Update: 20.06.2017

Renvoi d’un Érythréen: pas de violation du principe de non-refoulement, mais la Suisse doit réexaminer le dossier

 (En partie repris de l’association Dialogue CEDH)

La Cour européenne des droits de l’homme (CrEDH) soutient le jugement des autorités suisses et constate que le renvoi d’un ressortissant érythréen ne viole pas l’interdiction de la torture (art. 3 CEDH). La CrEDH se fonde sur l’évaluation de la Suisse, en vertu de laquelle les déclarations du recourant relatives à son départ illégal ne sont pas suffisamment crédibles. La Suisse doit cependant réexaminer le dossier concernant le service militaire menaçant le recourant lors d’un renvoi, et clarifier dans une nouvelle procédure d’asile si le service militaire est compatible avec l’interdiction de l’esclavage et l’interdiction du travail forcé (art. 4 CEDH).

Les faits

Le essortissant érythréen est arrivée en Suisse en juin 2014, où il a déposé une demande d’asile. Il a justifié celle-ci par le fait qu’il a été appelé en Érythrée à effectuer le service militaire obligatoire et qu’il a été incarcéré suite à sa désertion. Après son évasion et son départ illégal vers l'Éthiopie, il a voyagé depuis le camp de réfugiés éthiopien vers la Suisse en passant par le Soudan.

Après un total de trois auditions, le Secrétariat d'État aux migrations (SEM) a rejeté la demande d'asile dans son arrêt du 8 mars 2016 et a prononcé le renvoi de l'Érythréen de Suisse. Dans son jugement du 9 mai 2016, le Tribunal administratif fédéral (TAF) a confirmé cette décision. Le TAF a estimé la justification d’une demande d'asile de l'Érythréen comme non crédible dans son ensemble, car les explications étaient contradictoires et pas assez concrètes. Selon le TAF, l'Érythréen n’a pas pu démontrer le réel danger des traitements inhumains ou de la torture qui le menaceraient après un refoulement en Érythrée ; la situation générale des droits humains en Érythrée ne s’oppose pas au refoulement. Suite à cette décision, l'Érythréen s’est adressé à la Cour européenne des droits de l’homme (CrEDH), qui a suspendu en premier lieu le renvoi jusqu’au jugement définitif.

Le jugement de la Cour

La CrEDH ne constate pas de violation de l’interdiction de la torture et des traitements ou de la peine inhumains (art. 3 CEDH) et donne ainsi raison aux décisions du Tribunal administratif fédéral et du Secrétariat d'État aux migrations.
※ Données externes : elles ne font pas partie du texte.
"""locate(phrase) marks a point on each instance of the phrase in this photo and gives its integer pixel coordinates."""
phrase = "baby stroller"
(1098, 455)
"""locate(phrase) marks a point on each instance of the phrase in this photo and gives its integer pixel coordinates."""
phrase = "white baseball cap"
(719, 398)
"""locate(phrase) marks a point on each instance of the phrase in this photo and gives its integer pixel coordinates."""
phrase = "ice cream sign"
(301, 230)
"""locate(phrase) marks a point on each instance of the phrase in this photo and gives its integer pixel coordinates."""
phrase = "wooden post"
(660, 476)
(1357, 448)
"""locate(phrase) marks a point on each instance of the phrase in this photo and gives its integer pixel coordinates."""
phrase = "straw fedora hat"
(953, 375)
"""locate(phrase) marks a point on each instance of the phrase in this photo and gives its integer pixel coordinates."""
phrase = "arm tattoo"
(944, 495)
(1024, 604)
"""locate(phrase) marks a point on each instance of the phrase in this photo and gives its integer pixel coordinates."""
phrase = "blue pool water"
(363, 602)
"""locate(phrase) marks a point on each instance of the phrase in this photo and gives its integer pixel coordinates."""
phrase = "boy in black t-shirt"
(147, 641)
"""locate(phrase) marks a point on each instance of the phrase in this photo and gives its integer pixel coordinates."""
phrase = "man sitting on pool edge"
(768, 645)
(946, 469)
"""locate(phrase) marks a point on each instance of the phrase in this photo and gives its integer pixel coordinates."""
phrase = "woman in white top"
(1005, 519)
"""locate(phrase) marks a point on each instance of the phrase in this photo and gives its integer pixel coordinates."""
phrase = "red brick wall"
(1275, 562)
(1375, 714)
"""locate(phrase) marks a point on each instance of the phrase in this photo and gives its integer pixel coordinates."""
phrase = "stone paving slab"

La Cour retient que la situation générale des droits humains en Érythrée est certes préoccupante, mais qu’elle ne représente pas d’obstacle en tant que telle au renvoi.  Le manque de crédibilité du requérant a été déterminant pour ce jugement. En effet, il s’est contredit sur plusieurs points essentiels selon l’estimation des autorités suisses. En raison du principe de subsidiarité, la CrEDH s’est fondée sur l’évaluation de la crédibilité des déclarations faites aux autorités suisses. Il n’est donc pas établi que le recourant serait soumis à la torture ou à un traitement inhumain lors de son renvoi en Érythrée. Pour cette raison, la CrEDH a décidé que la Suisse n’a pas violé l’art. 3 CEDH.

Selon la Cour de Strasbourg, la Suisse doit cependant évaluer dans une nouvelle procédure d’asile si le service militaire menaçant en Érythrée viole ou non l’interdiction de l'esclavage et l’interdiction du travail forcé (art. 4 CEDH). Pour cette raison, la Suisse ne peut pas exécuter le renvoi de l'Érythréen avant d’avoir clarifié cette question dans le cadre d’une nouvelle procédure d’asile.